Life without power and a functioning water system for four days after Irma was a worrisome burden. Imagine living your entire life without them. The fact is that we here in 2017 in the U.S. and a few other choice spots on the planet are by far the richest people in the history of the human race.

How did that happen?

Ideas. We are the beneficiaries of a combination of revolutionary ideas that brought about the miracle of modern economic growth that economist Deirdre McCloskey calls the Great Enrichment.

First came the idea, which caught hold in the late 16th century, that knowledge, especially scientific knowledge, can and should be used to improve the everyday lot of humankind.
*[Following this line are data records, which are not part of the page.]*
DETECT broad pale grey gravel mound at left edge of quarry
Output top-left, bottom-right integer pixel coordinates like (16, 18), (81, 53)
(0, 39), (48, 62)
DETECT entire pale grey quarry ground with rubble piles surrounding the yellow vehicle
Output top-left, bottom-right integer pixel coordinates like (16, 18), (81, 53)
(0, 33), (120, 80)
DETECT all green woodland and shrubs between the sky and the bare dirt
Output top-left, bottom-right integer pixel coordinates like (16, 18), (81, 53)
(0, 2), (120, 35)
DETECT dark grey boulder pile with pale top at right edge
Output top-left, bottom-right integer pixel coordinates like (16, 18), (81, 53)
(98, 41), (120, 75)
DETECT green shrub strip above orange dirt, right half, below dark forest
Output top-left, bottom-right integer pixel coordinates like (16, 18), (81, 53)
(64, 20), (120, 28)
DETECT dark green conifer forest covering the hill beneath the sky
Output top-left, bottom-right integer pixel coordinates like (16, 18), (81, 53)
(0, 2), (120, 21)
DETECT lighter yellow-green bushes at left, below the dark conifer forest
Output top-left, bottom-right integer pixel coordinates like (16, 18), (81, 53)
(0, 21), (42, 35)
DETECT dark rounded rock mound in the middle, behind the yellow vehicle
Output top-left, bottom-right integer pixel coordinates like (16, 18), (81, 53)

Mix that with the humanist ideas of the European Enlightenment — in particular the idea that the world of here and now is important and should be made better — and the revolutionary Enlightenment ideas about economic liberty: that people have the right to offer their labor services to any employer they choose, that they have the right to enter markets to sell goods and services without restraint by government or competing producers and that to engage in such productive economic activity is good for humanity.

The consequence of people living those ideas has been the utterly astounding enrichment of living standards of the past 200 years.

In 1800, income per person in the United States was roughly $1,000 — in today’s dollars. In 1900, it was about $5,700. Today, it’s $46,400. That’s an increase in living standards since 1800 of a factor of 46. There is nothing comparable in human history.

It’s ironic — capitalism is really not about the accumulation of capital, physical or financial. What makes capitalism capitalism is ideas: about liberty, innovation, entrepreneurship and the moral value of creating things that improve people’s lives.

Enjoy your electricity and running water.